Claims Senior Specialist

Makati City, National Capital Region
Posted more than 30 days ago
Company:
Hunter's Hub Incorporated
Company Description:
Hunter’s Hub Incorporated is a Sourcing and Headhunting company that was founded earlier on in the year 2018. The company prides itself in its ability to source and recruit only the best and brightest of each industry. Hunter’s Hub caters to numerous clients in a multitude of industries, and has a wide-range of candidate selections to suit any of our clients’ needs. Likewise, the company specialises in sourcing out highly skilled and multi-talented IT professionals because the company mostly caters to clients being widely known to be in the IT industry. Hunter’s Hub sets itself apart from the rest of the company in the industry due to the various prominent selections of services that are custom-fit for our clients and the numerous kinds of professionals we are able to provide. Our services are highly based off of our clients’ needs and requirements, and we are able to dispense any kind of personnel that they need whether professional or non-professional. We look for only the best, and provide only the best.
Contract Type:
Full Time
Experience Required:
2 years
Education Level:
Bachelor’s Degree
Gender:
Any
Number of vacancies:
1

Job Description

- Candidate must have a Bachelor's/College Degree.
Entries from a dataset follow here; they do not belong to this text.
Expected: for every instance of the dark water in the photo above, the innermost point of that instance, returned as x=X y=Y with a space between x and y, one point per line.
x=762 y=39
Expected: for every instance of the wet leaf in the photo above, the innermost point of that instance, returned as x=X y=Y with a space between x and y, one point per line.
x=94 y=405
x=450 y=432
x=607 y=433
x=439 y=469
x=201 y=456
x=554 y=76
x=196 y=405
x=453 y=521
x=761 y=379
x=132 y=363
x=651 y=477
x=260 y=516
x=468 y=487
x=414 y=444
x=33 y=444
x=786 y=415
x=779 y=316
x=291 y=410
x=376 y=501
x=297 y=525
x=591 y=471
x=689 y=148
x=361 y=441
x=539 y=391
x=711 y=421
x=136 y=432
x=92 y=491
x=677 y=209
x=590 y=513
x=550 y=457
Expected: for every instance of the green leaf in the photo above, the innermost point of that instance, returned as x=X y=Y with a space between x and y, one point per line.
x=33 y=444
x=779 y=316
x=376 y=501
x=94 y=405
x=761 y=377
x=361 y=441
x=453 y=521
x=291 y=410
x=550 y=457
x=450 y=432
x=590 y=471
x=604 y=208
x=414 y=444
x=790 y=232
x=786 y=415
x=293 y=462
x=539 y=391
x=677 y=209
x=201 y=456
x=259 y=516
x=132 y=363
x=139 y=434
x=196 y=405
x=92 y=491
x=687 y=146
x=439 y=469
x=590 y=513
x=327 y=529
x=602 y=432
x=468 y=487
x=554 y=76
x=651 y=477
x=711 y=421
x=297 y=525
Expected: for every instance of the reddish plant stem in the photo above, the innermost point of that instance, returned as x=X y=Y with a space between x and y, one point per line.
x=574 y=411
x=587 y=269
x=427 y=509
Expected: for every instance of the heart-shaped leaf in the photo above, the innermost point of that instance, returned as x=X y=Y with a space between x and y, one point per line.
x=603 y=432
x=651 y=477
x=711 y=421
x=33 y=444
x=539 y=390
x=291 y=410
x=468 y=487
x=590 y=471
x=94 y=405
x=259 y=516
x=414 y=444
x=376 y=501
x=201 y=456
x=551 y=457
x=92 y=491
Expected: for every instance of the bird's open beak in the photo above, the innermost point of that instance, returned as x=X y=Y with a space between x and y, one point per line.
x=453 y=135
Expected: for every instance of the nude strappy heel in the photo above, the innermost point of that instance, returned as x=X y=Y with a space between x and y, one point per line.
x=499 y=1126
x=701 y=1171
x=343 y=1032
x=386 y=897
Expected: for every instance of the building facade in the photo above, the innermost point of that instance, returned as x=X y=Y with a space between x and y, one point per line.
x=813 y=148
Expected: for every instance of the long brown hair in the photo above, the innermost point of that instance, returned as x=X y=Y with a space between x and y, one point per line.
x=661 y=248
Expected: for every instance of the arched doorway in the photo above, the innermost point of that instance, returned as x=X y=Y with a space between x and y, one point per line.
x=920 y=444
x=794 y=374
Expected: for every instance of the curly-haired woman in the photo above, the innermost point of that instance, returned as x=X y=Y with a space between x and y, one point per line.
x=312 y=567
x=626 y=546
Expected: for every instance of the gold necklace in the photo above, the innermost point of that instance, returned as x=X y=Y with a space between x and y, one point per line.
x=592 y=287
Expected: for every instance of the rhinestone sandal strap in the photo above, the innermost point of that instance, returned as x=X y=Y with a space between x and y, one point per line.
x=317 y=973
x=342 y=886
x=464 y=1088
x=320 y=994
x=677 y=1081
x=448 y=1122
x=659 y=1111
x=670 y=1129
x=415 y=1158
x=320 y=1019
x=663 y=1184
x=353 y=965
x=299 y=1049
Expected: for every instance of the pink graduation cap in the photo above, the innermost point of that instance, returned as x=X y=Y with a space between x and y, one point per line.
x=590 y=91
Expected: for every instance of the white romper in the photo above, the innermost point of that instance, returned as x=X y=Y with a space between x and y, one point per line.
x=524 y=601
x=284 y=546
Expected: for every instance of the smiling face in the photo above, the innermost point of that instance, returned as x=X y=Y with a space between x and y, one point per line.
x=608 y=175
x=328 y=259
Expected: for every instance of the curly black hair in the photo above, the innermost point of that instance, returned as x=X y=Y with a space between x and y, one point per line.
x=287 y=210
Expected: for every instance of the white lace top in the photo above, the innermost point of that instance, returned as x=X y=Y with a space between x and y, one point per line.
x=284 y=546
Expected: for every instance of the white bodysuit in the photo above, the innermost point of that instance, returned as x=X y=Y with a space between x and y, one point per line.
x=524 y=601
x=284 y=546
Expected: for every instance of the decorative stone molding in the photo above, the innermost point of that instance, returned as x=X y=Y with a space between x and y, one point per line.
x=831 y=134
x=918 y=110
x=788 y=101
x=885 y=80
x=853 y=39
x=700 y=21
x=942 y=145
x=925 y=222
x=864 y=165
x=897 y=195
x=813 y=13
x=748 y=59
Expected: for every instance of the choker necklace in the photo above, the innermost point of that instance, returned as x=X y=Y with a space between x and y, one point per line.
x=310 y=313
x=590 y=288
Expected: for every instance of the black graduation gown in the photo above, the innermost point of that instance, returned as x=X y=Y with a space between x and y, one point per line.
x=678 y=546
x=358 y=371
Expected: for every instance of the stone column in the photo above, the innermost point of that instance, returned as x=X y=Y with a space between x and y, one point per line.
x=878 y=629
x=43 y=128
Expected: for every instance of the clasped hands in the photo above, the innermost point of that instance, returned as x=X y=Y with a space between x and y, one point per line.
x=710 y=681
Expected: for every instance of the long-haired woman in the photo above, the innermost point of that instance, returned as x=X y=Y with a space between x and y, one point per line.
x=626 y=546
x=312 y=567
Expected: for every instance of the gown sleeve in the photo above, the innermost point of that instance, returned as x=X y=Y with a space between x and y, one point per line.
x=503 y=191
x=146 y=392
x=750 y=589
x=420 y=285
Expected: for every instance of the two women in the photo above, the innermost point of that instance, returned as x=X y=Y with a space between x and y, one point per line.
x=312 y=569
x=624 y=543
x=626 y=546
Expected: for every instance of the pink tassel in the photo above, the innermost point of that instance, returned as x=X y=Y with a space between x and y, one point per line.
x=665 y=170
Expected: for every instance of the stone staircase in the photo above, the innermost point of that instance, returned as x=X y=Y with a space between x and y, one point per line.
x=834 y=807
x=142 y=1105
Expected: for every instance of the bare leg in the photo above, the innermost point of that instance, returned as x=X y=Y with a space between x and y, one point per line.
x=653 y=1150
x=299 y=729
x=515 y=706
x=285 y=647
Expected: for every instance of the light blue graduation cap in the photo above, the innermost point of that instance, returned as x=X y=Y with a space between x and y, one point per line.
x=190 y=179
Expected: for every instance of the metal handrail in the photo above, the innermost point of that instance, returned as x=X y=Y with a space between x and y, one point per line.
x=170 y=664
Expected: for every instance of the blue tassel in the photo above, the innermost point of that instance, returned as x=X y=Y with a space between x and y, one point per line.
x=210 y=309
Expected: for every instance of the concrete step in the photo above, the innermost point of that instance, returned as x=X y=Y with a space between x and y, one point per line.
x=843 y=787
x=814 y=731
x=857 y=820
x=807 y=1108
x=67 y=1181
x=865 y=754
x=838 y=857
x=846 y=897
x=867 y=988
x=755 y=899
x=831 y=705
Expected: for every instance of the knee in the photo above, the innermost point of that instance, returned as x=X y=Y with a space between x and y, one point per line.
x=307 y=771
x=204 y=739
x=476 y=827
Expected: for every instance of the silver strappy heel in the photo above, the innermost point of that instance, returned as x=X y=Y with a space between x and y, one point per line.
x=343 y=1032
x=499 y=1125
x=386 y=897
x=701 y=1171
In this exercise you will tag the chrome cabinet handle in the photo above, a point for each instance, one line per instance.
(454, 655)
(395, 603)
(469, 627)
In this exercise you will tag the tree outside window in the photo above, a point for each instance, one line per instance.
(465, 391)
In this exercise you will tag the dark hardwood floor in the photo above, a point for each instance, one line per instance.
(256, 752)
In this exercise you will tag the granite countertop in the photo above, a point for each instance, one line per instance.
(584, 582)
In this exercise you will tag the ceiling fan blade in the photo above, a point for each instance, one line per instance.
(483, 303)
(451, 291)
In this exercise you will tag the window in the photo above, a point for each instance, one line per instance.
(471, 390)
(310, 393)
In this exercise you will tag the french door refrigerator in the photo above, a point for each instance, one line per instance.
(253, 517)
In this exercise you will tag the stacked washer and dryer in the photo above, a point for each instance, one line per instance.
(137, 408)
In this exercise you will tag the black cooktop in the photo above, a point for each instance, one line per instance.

Medical background is preferred but not required.
- Must have experience in Health claims work experience.
- Candidate must have least 2 to 3 years experience in adjudicating health claims
- Must possess excellent communication skills with ability to effectively articulate health product terms and condition as well as the reason for claims decision.
- Call center experience is preferred.
- Above average working knowledge of insurance operational processes.
- Customer centric and must advocate the Customer First mindset.
- Highly developed sense of integrity
- Pleasant, patient and friendly attitude; sociable personality
- Detail oriented, highly organized, and possesses problem solving skills
- Excellent and strong negotiation and influencing skill

JOB DESCRIPTION:
1. Properly adjudicate reimbursement claims on outpatient, inpatient benefits of policyholders on a health policy.
2. Accurately determine if a medical condition is a covered benefit based on the policy provisions, terms, and conditions.
3. Adjudicate reimbursement claims in accordance with the different processes within defined authority limit and escalate to the next level approver if necessary.
4. Conduct proper investigation on claims if needed.
5. Research required information using available resources. as well as Handle, manage, and resolve customer complaints.
6. Following up on complicated customer inquiries as required.
7. Accurately document claim files with notes, evaluations, and decision-making processes based on departmental procedures.
8. Utilize anti-fraud policies or protocols in place to mitigate fraud for submitted claims or pre-approval requests. Escalate where necessary in accordance with claims guidelines and procedures.
9. Provide exceptional service and ensure a seamless customer experience by meeting defined customer experience targets.
10. Provide backup for any support functions.
11. Accomplish tasks that may be assigned by his/her manager on an ad hoc basis.
12. Accomplishes company goals by taking ownership of work responsibilities and constantly identify opportunities for work process improvement.
13. Ensure legal compliance by following company policies, procedures, guidelines ad well as local insurance regulations and statute.
14. Adhere to strict data protection protocols by keeping claims and sensitive medical information highly confidential.